Volatilidad de la evidencia:
los datos en un sistema pueden ser de dos tipos: datos volátiles y no volátiles. Discutámoslo uno por uno.
- Datos volátiles:
es un tipo de datos que se pierden cuando se apaga el sistema. Los datos volátiles pueden ser datos en CPU, caché ARP, etc.
- Datos no volátiles:
es un tipo de datos que se almacenan en un disco duro. Los datos no volátiles incluyen entradas de la tabla maestra de archivos (MFT), información de registro, etc.

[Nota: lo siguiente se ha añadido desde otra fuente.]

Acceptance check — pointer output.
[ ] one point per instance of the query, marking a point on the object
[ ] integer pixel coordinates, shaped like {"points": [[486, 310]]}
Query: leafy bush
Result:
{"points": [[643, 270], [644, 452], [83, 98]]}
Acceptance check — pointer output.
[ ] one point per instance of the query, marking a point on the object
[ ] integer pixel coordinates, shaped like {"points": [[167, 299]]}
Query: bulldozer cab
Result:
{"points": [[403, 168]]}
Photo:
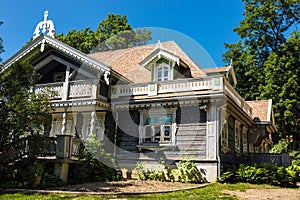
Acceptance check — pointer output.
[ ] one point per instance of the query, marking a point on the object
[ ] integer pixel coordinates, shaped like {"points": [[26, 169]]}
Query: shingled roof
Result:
{"points": [[127, 61], [261, 110]]}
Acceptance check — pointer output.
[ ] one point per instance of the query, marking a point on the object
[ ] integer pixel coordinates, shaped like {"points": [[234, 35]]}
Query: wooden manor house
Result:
{"points": [[148, 103]]}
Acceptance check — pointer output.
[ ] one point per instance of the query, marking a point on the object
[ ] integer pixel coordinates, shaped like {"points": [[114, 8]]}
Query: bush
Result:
{"points": [[96, 165], [186, 171], [266, 174]]}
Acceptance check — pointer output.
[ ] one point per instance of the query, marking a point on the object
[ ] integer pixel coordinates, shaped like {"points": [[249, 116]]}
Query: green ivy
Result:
{"points": [[186, 171]]}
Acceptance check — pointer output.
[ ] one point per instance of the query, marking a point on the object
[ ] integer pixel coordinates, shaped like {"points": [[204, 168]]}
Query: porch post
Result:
{"points": [[93, 122], [64, 122], [66, 84]]}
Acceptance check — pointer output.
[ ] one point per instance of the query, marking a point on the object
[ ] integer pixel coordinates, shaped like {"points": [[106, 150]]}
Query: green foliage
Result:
{"points": [[1, 46], [96, 164], [50, 181], [266, 174], [266, 65], [82, 40], [36, 168], [282, 77], [280, 147], [22, 113], [186, 172], [112, 33]]}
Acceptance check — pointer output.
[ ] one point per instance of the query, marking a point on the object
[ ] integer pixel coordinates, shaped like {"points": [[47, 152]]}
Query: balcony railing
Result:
{"points": [[173, 86], [70, 90], [54, 89]]}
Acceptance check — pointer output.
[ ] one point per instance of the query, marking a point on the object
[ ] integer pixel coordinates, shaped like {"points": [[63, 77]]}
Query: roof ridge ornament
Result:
{"points": [[44, 27]]}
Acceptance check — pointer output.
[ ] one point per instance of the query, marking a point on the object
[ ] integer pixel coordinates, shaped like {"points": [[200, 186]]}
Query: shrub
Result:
{"points": [[186, 171], [96, 164]]}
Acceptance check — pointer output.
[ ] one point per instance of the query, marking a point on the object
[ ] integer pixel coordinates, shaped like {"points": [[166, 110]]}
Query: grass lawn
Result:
{"points": [[212, 191]]}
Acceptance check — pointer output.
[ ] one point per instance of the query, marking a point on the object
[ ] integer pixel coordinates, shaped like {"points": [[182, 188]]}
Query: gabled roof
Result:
{"points": [[261, 110], [127, 61], [222, 70], [157, 54], [71, 52]]}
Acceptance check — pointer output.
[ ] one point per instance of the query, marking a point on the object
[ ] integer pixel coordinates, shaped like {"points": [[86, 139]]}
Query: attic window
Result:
{"points": [[163, 73]]}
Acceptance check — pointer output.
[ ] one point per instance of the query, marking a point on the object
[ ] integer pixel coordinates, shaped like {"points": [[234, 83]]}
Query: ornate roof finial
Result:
{"points": [[159, 45], [44, 27]]}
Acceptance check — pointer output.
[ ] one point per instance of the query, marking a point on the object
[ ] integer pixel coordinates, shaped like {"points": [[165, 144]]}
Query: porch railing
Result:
{"points": [[172, 86], [69, 90]]}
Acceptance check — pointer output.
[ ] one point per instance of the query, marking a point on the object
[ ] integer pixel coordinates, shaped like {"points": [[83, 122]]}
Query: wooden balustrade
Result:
{"points": [[75, 89], [172, 86]]}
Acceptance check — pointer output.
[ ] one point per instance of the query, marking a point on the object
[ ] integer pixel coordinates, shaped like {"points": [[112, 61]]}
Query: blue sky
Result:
{"points": [[200, 27]]}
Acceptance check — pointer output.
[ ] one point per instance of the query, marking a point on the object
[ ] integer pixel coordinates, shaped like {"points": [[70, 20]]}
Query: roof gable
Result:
{"points": [[127, 62], [38, 46], [223, 70]]}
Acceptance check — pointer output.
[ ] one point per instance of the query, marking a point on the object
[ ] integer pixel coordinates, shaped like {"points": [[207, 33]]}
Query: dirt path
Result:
{"points": [[266, 194]]}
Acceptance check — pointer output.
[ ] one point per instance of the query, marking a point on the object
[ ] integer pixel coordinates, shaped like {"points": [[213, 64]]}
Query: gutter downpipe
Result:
{"points": [[218, 135], [116, 133]]}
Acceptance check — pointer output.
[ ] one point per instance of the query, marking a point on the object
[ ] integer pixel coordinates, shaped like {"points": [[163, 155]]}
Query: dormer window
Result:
{"points": [[163, 73]]}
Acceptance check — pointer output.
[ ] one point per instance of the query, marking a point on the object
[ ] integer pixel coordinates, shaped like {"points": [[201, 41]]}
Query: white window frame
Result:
{"points": [[99, 125], [237, 136], [224, 130], [164, 66], [245, 141], [160, 139], [56, 76], [160, 72]]}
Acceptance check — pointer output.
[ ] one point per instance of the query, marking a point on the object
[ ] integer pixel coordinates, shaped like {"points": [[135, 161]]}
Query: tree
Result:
{"points": [[22, 113], [1, 46], [83, 40], [262, 31], [282, 78], [112, 33]]}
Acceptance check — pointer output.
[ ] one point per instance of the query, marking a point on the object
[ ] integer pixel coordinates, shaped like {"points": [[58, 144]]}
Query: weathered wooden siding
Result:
{"points": [[190, 138]]}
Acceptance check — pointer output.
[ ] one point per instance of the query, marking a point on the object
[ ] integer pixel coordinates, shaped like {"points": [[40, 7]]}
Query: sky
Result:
{"points": [[200, 27]]}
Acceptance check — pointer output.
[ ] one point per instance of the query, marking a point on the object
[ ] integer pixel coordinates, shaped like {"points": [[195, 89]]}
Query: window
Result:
{"points": [[158, 128], [98, 128], [98, 125], [224, 128], [237, 135], [224, 136], [59, 77], [245, 142], [162, 73], [58, 127]]}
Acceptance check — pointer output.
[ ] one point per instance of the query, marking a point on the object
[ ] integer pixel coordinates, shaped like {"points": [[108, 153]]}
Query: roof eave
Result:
{"points": [[42, 39]]}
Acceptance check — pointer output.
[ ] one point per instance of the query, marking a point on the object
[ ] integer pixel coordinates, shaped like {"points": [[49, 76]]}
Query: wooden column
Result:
{"points": [[64, 123], [66, 84], [93, 122]]}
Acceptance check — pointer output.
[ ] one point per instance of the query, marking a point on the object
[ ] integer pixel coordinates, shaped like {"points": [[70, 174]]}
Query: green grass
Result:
{"points": [[212, 191]]}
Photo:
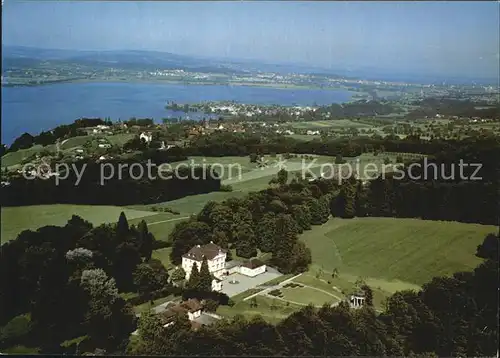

Tipos de adquisición de evidencia:
según el tipo de incidencia y las limitaciones de tiempo y geografía, se produce la adquisición de evidencia. Discutámoslo uno por uno.
- Local:
este tipo de adquisición tiene acceso físico directo al sistema
- Remoto:
la adquisición remota entra en juego cuando el analista de seguridad no está físicamente presente en la ubicación donde reside el sistema. En este tipo de adquisición, los analistas utilizan herramientas y conexiones de red para adquirir datos.
- En línea:
este tipo de evidencia también se denomina recopilación de evidencia de una computadora en vivo o memoria en ejecución, que es RAM.
- Fuera de línea:
este tipo de adquisición de pruebas se realiza desde el disco duro del sistema. Primero, el sistema se apaga, luego se extrae el disco duro y se utilizan herramientas especializadas para adquirir datos. Uno de los inconvenientes que se incluyen en este proceso es la pérdida de memoria volátil; en segundo lugar, es un proceso lento para duplicar un disco duro durante mucho tiempo.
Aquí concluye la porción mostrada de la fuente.